The Canadian Kirilow, 23 at the time, really went the distance in her hoax, claiming to have been diagnosed with brain, liver and ovarian cancer. She only took in about $20,000 during a scheme that included launching her own charity, called Change for a Cure. She shaved her head, but she also shaved her eyebrows and plucked all her eyelashes, proving at the least that she had done her homework. But arguably Kirilow's mark on this genre was to starve herself into looking gaunt in order to reinforce the image.

Finally, a local charity fulfilled her dying wish and flew her to Disney World.

She later told a judge she faked cancer because her childhood sucked and she wanted her family's attention.

Brittany Ozarowski

As a fundraiser, Ozarowski is the cancer phony queen.
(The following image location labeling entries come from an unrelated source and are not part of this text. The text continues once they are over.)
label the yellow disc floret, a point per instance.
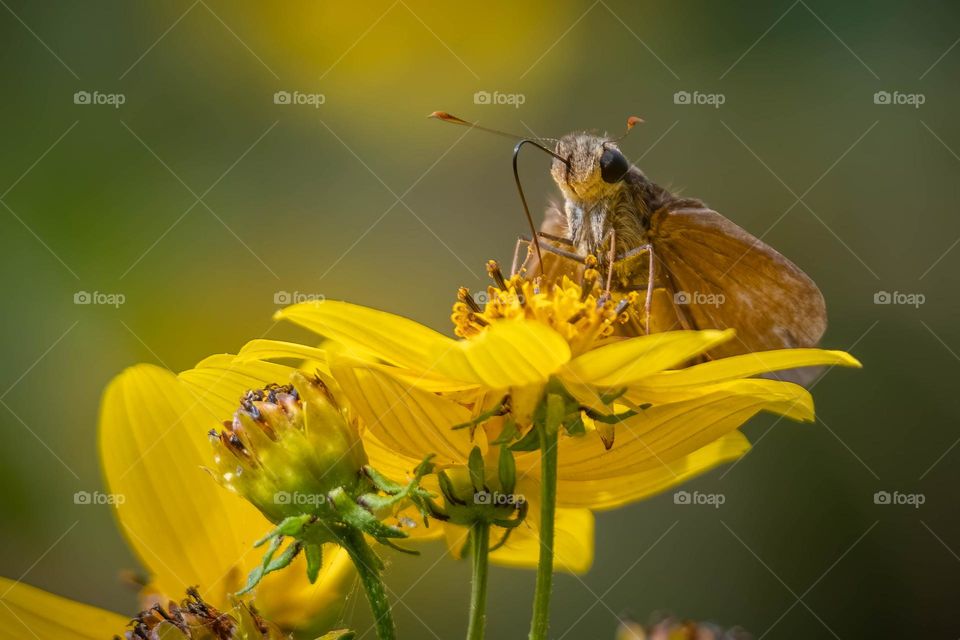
(580, 312)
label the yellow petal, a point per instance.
(512, 353)
(786, 398)
(625, 489)
(749, 364)
(27, 612)
(279, 350)
(507, 354)
(626, 361)
(573, 541)
(389, 337)
(218, 382)
(665, 433)
(187, 529)
(408, 420)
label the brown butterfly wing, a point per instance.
(749, 286)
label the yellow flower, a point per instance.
(411, 386)
(185, 529)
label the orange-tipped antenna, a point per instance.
(452, 119)
(448, 117)
(632, 121)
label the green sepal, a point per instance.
(612, 395)
(502, 541)
(509, 432)
(314, 555)
(613, 418)
(507, 470)
(382, 482)
(292, 526)
(446, 488)
(285, 558)
(357, 517)
(477, 472)
(258, 572)
(480, 419)
(575, 427)
(529, 442)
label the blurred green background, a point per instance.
(199, 199)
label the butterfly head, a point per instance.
(594, 168)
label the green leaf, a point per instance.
(314, 555)
(285, 558)
(258, 572)
(507, 470)
(477, 473)
(292, 526)
(575, 427)
(529, 442)
(509, 432)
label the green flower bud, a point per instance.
(482, 494)
(287, 447)
(293, 453)
(194, 619)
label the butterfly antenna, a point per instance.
(447, 117)
(632, 121)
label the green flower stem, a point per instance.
(549, 434)
(368, 567)
(480, 551)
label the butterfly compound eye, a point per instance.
(613, 166)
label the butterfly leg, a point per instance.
(611, 259)
(651, 277)
(546, 248)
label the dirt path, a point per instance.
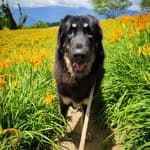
(95, 138)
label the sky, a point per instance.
(68, 3)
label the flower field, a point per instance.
(29, 110)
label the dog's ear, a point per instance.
(98, 36)
(63, 28)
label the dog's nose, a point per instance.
(79, 54)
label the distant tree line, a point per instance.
(113, 8)
(42, 24)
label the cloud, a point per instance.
(42, 3)
(135, 5)
(68, 3)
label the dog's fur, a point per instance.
(79, 60)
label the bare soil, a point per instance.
(96, 136)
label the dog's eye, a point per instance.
(72, 30)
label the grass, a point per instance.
(29, 110)
(127, 91)
(26, 119)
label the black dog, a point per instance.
(79, 60)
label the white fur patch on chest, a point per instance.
(68, 64)
(69, 101)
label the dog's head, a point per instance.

She has no peers.

Age 21 when finally busted, this resident of Long Island had for several months been telling anyone who would listen that she had 'bone and brain cancer'. To reinforce the ruse, she began using a wheelchair.

As for money:

  • - She conned one man who had lost his own son to cancer out of several thousand dollars of his own money, and he felt such sympathy for her that he put on fundraisers for her benefit.
  • - She got her own father to give her $25,000 from his retirement savings.
  • - She told her grandmother that she needed money to pay for chemotherapy, which convinced grandma to sell her own home and give Brittany the proceeds, cash that amounted to around $100,000.

Vanity ultimately brought Brittany down as she was apparently unwilling to do what others considered de rigueur: she chose not to shave her head. People became suspicious when her hair wasn't falling out from the chemo treatments she claimed to be receiving.

Brittany's ultimate motivation, however, was not a common one in this game, where most hoaxers aren't after money so much as attention. Suffolk County District Attorney Thomas Spota summed up Brittany's motivation succinctly:

"There was no cancer, no chemotherapy, no radiation, and no medical bills. There was just heroin."

Experts are quick to note that cancer hoaxers are in fact sufferers themselves, not from cancer but from a mental disorder. One hopes that experts will forgive true cancer sufferers and their loved ones when these folks have a tough time conjuring up any sympathy for Weaver-Gates et al.